From 2014 to 2016 there was a 58 per cent increase in reports where car drivers or passengers opened their door and hit an unsuspecting cyclist. U.S. reports have estimated that these collisions account for 10 to 20 per cent of vehicle to bike collisions.
Jared Kolb of Cycle Toronto, the advocacy group that analyzed and publicized the information, hypothesized that the increase could partially be due to better reporting, more cyclists, and the growing popularity of ride-sharing services.
Regardless, he says more needs to be done to safeguard the city’s cyclists.
“These numbers we have are likely minimums,” he said, explaining that many collisions between bikes and cars go unreported.
“More people are riding, and doing so without the improved infrastructure they need.” Kolb added that an extended Bloor bike lane, removing on-street parking on streetcar routes, promoting the “Dutch Reach” and building out more bike lanes would help address the issue.
Kolb highlighted specific problem areas for doorings, including along downtown streetcar routes and at busy intersections like Yonge and Bloor.

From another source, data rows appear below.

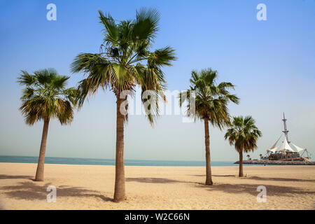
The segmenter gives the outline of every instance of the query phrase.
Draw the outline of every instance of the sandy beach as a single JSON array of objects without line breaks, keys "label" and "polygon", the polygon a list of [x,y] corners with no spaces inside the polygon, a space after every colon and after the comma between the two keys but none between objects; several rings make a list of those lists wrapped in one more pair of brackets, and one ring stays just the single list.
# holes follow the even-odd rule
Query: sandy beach
[{"label": "sandy beach", "polygon": [[[46,164],[44,182],[33,181],[36,164],[0,163],[4,209],[315,209],[315,166],[212,167],[126,167],[127,200],[112,202],[113,166]],[[48,186],[57,202],[48,203]],[[258,203],[258,186],[267,202]]]}]

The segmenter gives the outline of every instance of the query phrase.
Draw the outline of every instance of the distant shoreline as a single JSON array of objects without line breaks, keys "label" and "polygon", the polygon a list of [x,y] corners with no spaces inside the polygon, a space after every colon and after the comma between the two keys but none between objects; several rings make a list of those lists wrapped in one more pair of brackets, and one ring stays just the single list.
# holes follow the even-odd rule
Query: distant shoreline
[{"label": "distant shoreline", "polygon": [[[0,162],[36,164],[38,157],[0,155]],[[78,165],[115,165],[113,159],[90,159],[46,157],[46,164],[78,164]],[[204,161],[172,161],[172,160],[125,160],[125,166],[132,167],[205,167]],[[213,167],[237,167],[234,161],[211,161]],[[250,165],[251,166],[251,165]]]}]

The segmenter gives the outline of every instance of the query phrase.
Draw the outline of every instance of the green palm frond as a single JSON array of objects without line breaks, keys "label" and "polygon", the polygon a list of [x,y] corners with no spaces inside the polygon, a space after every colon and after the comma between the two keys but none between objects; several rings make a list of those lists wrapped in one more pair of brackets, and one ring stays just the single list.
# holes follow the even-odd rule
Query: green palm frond
[{"label": "green palm frond", "polygon": [[[189,110],[191,105],[188,104],[186,115],[195,120],[207,119],[212,125],[222,130],[230,124],[228,103],[238,104],[239,99],[228,90],[234,90],[232,83],[223,82],[216,85],[217,78],[218,72],[211,69],[203,69],[200,72],[192,71],[190,89],[187,92],[195,91],[195,112],[192,113]],[[180,101],[182,101],[181,97]],[[189,96],[186,102],[189,102]],[[181,103],[180,106],[182,106]]]},{"label": "green palm frond", "polygon": [[[133,92],[139,85],[143,92],[152,90],[160,99],[165,99],[164,66],[171,66],[176,59],[174,50],[165,47],[150,50],[151,43],[158,30],[160,14],[153,8],[136,11],[133,20],[115,23],[109,15],[99,11],[104,24],[104,43],[99,54],[80,53],[70,66],[71,72],[87,74],[78,87],[77,104],[84,102],[97,90],[109,88],[116,96],[124,90]],[[146,100],[143,103],[146,103]],[[150,105],[147,117],[151,124],[159,114],[158,103]]]},{"label": "green palm frond", "polygon": [[238,152],[246,153],[257,148],[257,141],[261,136],[262,133],[255,125],[255,120],[251,116],[234,117],[230,128],[224,136]]}]

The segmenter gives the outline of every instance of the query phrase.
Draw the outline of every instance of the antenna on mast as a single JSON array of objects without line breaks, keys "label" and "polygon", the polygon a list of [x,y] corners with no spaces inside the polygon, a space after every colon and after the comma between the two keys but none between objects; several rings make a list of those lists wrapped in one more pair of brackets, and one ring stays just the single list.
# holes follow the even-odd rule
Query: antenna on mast
[{"label": "antenna on mast", "polygon": [[286,136],[286,141],[288,141],[288,143],[290,144],[290,141],[288,141],[288,131],[286,129],[286,117],[284,116],[284,119],[282,119],[282,120],[284,121],[284,130],[282,131],[282,132],[284,133],[284,136]]}]

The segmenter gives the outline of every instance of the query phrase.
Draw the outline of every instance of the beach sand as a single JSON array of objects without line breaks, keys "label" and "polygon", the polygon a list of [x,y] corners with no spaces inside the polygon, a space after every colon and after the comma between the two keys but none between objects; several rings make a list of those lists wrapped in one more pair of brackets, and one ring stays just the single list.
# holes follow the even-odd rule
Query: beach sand
[{"label": "beach sand", "polygon": [[[0,163],[0,208],[5,209],[315,209],[315,166],[212,167],[126,167],[127,200],[112,202],[115,167],[46,164],[34,182],[36,164]],[[48,186],[57,189],[48,202]],[[267,202],[258,202],[258,186]]]}]

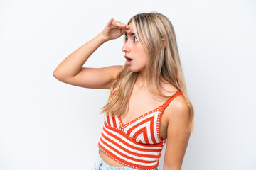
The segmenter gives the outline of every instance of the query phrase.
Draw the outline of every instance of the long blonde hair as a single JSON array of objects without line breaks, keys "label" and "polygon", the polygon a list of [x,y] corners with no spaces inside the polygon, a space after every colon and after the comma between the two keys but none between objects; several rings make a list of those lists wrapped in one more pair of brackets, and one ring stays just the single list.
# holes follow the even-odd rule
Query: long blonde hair
[{"label": "long blonde hair", "polygon": [[[133,16],[128,22],[132,23],[135,35],[147,52],[149,60],[146,67],[146,88],[163,97],[160,76],[182,92],[190,108],[188,131],[194,127],[194,111],[188,98],[179,58],[174,28],[164,15],[156,13],[143,13]],[[164,47],[163,38],[166,42]],[[107,104],[102,108],[101,113],[121,116],[128,111],[129,99],[137,72],[130,71],[124,64],[117,75],[110,88]],[[149,88],[149,89],[148,89]],[[114,89],[117,89],[114,95]]]}]

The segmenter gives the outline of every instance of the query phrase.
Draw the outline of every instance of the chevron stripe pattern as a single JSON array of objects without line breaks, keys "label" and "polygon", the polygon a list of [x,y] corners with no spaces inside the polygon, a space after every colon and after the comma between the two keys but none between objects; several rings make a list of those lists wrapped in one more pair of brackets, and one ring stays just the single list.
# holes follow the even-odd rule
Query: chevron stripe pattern
[{"label": "chevron stripe pattern", "polygon": [[159,166],[166,140],[160,137],[161,116],[178,91],[162,106],[124,124],[119,116],[105,116],[98,147],[115,161],[129,167],[154,170]]}]

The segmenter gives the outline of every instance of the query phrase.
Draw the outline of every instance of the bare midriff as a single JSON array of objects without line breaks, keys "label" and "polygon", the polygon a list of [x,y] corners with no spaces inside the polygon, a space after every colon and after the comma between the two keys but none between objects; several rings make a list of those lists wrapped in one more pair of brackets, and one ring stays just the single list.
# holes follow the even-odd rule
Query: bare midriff
[{"label": "bare midriff", "polygon": [[102,159],[102,160],[104,161],[104,162],[110,166],[115,166],[115,167],[125,167],[124,165],[116,162],[115,160],[114,160],[113,159],[112,159],[111,157],[107,156],[107,154],[104,153],[100,149],[100,155],[101,158]]}]

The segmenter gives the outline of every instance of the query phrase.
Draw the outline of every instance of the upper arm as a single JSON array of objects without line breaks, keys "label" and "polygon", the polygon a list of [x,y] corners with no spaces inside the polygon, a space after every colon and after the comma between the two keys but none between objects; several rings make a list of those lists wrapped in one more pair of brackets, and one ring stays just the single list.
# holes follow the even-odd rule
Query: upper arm
[{"label": "upper arm", "polygon": [[180,170],[191,135],[188,130],[189,107],[184,97],[181,95],[166,109],[168,108],[167,142],[164,169]]},{"label": "upper arm", "polygon": [[102,68],[82,67],[76,75],[60,81],[74,86],[92,89],[110,89],[111,84],[122,66]]}]

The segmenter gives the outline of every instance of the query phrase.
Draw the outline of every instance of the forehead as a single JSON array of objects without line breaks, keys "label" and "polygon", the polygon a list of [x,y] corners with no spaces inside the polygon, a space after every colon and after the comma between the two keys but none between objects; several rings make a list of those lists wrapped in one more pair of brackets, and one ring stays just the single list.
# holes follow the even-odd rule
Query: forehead
[{"label": "forehead", "polygon": [[131,30],[131,32],[129,33],[124,33],[124,35],[125,36],[132,36],[132,35],[135,35],[135,33],[134,33],[134,28],[133,28],[133,26],[132,26],[132,23],[130,23],[129,25],[128,25],[129,26],[129,28],[130,28],[130,30]]}]

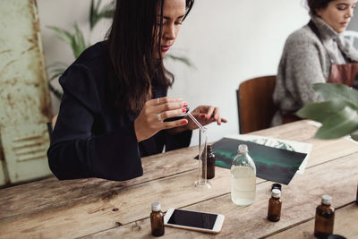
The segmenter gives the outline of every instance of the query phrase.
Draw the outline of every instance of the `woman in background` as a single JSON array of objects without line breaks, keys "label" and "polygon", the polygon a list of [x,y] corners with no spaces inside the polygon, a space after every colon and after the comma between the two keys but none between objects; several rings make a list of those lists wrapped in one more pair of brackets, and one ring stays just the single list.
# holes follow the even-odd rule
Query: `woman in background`
[{"label": "woman in background", "polygon": [[[58,179],[127,180],[143,174],[141,157],[187,147],[196,125],[187,104],[166,97],[174,77],[163,56],[194,0],[117,0],[107,39],[64,72],[60,111],[47,151]],[[192,113],[221,124],[219,109]]]},{"label": "woman in background", "polygon": [[274,101],[277,125],[296,120],[293,114],[307,103],[321,100],[313,90],[318,82],[352,86],[358,69],[358,52],[339,38],[354,13],[357,0],[307,0],[311,21],[292,33],[278,66]]}]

He added that routes with bike lanes had fewer incidents.
“Infrastructure is the number one way to prevent these collisions.”
The province increased the fine for dooring cyclists from $60 to $365 in August 2015, along with introducing three demerit points. But so-called “doorings” still increased 19 per cent in 2016, to a total of 209 incidents.
Public works chair Jaye Robinson said the City and Toronto Police are well aware of the issue, and addressing it as part of their ongoing Road Safety Plan.
“Dooring is clearly a serious problem,” she told Metro, adding that the steep increase is a concern.
But Robinson said that after council passed the Road Safety Plan last summer, and funding was included in the budget last month, the City is ready to make progress on the issue. “We’ve got more resources to tackle this and we’re going to push ahead.”
She added that the City has sufficient resources and data to address the issue, and is looking at international best practices in places like Washington D.C., New York City and Sweden.
Metro Explains: The “Dutch Reach”
The Dutch Reach means using the far hand to open the car door, which forces an over-the-shoulder look to see what’s behind you. It’s considered a common sense technique in the bicycle-friendly Netherlands, and in 2016 a retired doctor tried to introduce the idea to Massachusetts. So far no public education campaigns have focused exclusively on the Dutch Reach, but it’s been mentioned as part of campaigns in Montréal, Toronto and San Francisco.